So it was only a matter of time before they began opening bank branches in-store.
While there is a trend toward financial institutions opening in-store banks in grocery stores in the u.s. and Great Britain, where Sainsbury has opened store-brand banking centres, the practice is not as widespread in Canada.
However, that’s changing.
Last year, Montreal’s Provigo announced it had penned a deal with National Bank of Canada wherein the bank would open counters in the company’s Maxi, Metro and Provigo stores across Quebec.
Now, Maxi & Co. has moved into the Ontario market and with it, the philosophy of offering banking services in its stores.

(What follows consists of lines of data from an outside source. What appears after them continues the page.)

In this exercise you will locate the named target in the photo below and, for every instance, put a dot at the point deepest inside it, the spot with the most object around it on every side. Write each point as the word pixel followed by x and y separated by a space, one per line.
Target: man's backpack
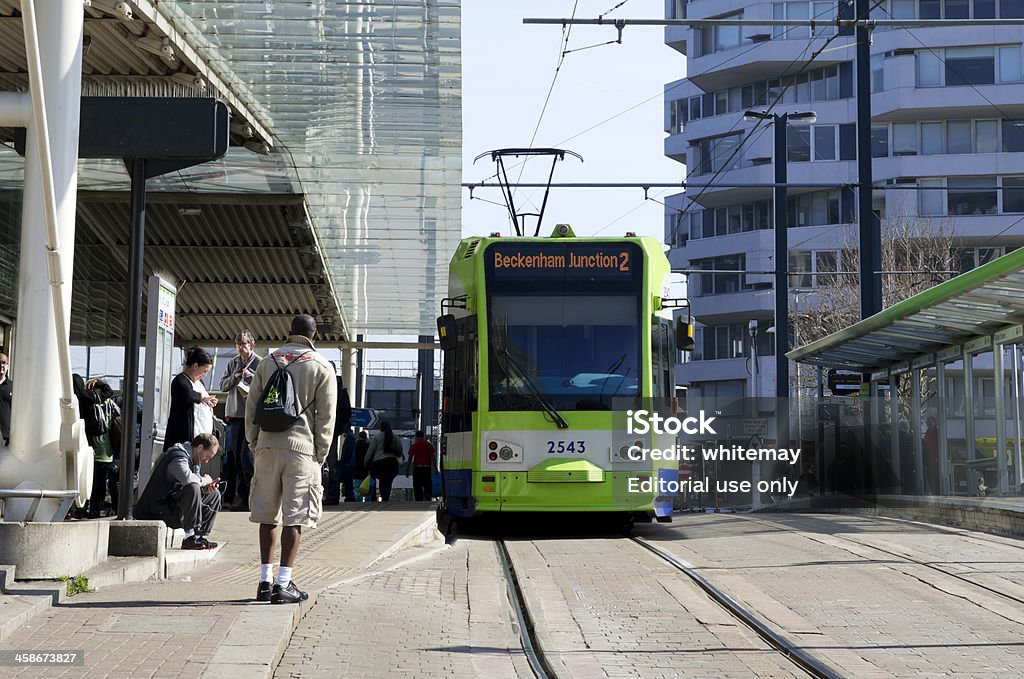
pixel 278 408
pixel 99 422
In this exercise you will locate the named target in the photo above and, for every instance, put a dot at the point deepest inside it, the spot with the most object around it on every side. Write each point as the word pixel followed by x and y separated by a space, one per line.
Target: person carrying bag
pixel 383 457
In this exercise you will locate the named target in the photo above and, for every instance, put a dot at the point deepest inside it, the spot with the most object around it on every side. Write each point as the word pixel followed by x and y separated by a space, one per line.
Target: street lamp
pixel 781 260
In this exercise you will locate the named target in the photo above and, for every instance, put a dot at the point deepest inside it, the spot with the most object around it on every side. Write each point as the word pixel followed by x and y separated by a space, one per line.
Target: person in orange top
pixel 421 457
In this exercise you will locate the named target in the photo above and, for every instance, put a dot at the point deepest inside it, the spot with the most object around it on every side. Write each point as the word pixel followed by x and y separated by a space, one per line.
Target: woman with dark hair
pixel 96 408
pixel 181 419
pixel 384 455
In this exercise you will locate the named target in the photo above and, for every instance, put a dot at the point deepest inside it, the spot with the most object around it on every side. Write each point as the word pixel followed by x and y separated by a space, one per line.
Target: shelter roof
pixel 973 304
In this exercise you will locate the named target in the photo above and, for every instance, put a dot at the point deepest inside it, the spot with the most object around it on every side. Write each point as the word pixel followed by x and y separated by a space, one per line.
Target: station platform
pixel 206 624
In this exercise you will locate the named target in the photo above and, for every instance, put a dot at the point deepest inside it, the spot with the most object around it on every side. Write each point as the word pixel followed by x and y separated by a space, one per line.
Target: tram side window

For this province, however, Maxi supermarkets will offer the services of Toronto-based Toronto-Dominion Bank. td recently opened its first in-supermarket branch in Provigo’s first store in the Ontario market its Maxi & Co. store in Mississauga, Ont.
td will also be opening counters in the company’s two planned stores, to be opened shortly in Oakville, Ont. and Scarborough, Ont.
The question is: will other supermarkets particularly industry pacesetter Loblaws follow suit with in-store banks of their own?
According to Chuck Taylor, partner with Ernst and Young’s financial services practice, the trend toward in-store banking is only going to grow, and since one-stop shopping is a deliberate part of Loblaws’ strategy, a bank would be an obvious addition.
According to Taylor, Zehrs, owned by Loblaw Companies of Toronto, is now testing a cibc branch in one of its stores in Uxbridge, Ont. Similarly, Zehrs in Cambridge, Ont. is testing a Canada Trust branch, according to Mike Hosier, manager of self-service deployment at Canada Trust’s head office in London, Ont.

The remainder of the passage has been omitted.